What is at stake, I think, is that even though, as Barad argues, we should not confine the potential lessons of Bohr's quantum mechanics to some 'microscopic' scale beyond which Newtonian (meta)physics may prevail unchallenged, we also should not be too quick to reduce the requirements of other practices to the lessons of supposedly "more fundamental issues of principle" (Meeting 110). We must honor Bohr's lessons, but not as something that the entire world must comply with as a matter of principle. Rather, if an attention to relationality is such a lesson, we must take the risk of extending it, of proposing it, as a question to which each practice has to find its own mode of response, for which each practice has to learn how to become responsible.

In this way, I think that in order to resist the danger of what we may, for lack of a better term, call a 'relational reductionism', we need to find ways affirming relationality while foregrounding and exploring the intricate textures and forms of something Barad recognizes but which, I fear, is in danger of being overshadowed by her radically relational proposition, namely, what she calls "agential separability" (Meeting 176)—the ways in which the world creates enduring patterns of difference by dynamically enfolding and unfolding itself—differences that matter, and that do so enormously, not least for the possibilities of worldly refoldings that such enduring forms dynamically contribute to configuring. To put it differently, I want to affirm relationality while experimenting with what Gilles Deleuze would associate with a mannerism. That is, an account that does not introduce ontological gaps in the fabric of the universe nor reduce enduring entities to the relations that constitute them, but instead seeks to become sensitive to the different modes of mattering of the many creatures that populate, and hence compose, the world.

It is with this aim in mind that I want to turn to Whitehead's contrast between what he calls an "actual entity" or "actual occasion"—i.e the basic unity of reality—and his account of any enduring entity as already constituting a "society of actual occasions" (Process and Reality, Adventures of Ideas). Because it is in this contrast that I see the possibility of multiplying the planes of reality, the practices and modes of existence that compose it, and of posing the question of the specific ways in these may come to invent responses to the question of relationality.

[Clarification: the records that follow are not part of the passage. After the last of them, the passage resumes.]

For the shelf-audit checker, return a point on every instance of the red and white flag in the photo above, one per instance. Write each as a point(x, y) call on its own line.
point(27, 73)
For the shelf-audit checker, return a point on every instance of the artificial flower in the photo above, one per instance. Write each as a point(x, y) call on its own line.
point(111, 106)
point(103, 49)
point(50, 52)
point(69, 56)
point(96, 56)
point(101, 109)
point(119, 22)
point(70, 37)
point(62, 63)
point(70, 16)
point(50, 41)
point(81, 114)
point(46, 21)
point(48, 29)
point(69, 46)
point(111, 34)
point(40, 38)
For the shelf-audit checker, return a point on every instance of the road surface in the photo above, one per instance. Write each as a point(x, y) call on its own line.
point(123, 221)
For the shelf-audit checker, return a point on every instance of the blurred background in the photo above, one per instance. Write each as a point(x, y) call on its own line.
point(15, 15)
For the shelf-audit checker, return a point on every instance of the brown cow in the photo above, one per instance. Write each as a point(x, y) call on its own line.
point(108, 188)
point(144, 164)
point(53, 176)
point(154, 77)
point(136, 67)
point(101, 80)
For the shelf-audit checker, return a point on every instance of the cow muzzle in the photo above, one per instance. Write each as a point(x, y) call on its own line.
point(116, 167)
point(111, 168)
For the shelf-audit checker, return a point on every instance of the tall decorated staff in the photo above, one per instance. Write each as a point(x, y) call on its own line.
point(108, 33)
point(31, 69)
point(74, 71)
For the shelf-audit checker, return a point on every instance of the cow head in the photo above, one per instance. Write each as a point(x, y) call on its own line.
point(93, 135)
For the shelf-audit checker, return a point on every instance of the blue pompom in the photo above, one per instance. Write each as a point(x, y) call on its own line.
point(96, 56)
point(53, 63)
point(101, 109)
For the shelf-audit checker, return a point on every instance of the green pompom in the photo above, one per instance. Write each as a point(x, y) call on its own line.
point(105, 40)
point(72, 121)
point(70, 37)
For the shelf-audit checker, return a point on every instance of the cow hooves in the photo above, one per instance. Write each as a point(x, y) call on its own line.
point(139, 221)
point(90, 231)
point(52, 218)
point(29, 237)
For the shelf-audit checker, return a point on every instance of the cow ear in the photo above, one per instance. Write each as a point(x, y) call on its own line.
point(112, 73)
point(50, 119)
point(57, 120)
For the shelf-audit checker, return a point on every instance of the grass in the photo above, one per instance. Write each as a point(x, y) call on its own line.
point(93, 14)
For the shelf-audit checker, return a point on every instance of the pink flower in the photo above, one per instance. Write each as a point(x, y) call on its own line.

Not unlike quanta in Bohr and Barad, for Whitehead all actual occasions are their relations, that is, they come into existence by internally prehending the actual world as a datum into their own self-realisation so that "every actual entity is present in other actual entities" (Whitehead, Process and Reality 50; emphasis in original). Thus, like quantum leaps (Barad, "Quantum Entanglements"), the becoming of an actual entity is not a process that can be characterized by temporal continuity—there is a "becoming of continuity but no continuity of becoming" (Whitehead, Process and Reality 35). Thus, an actual occasion "has no [...] history. It never changes. It only becomes and perishes." (Whitehead, Adventures of Ideas 204). It occasions reality, and as such it makes time rather than being contained by it.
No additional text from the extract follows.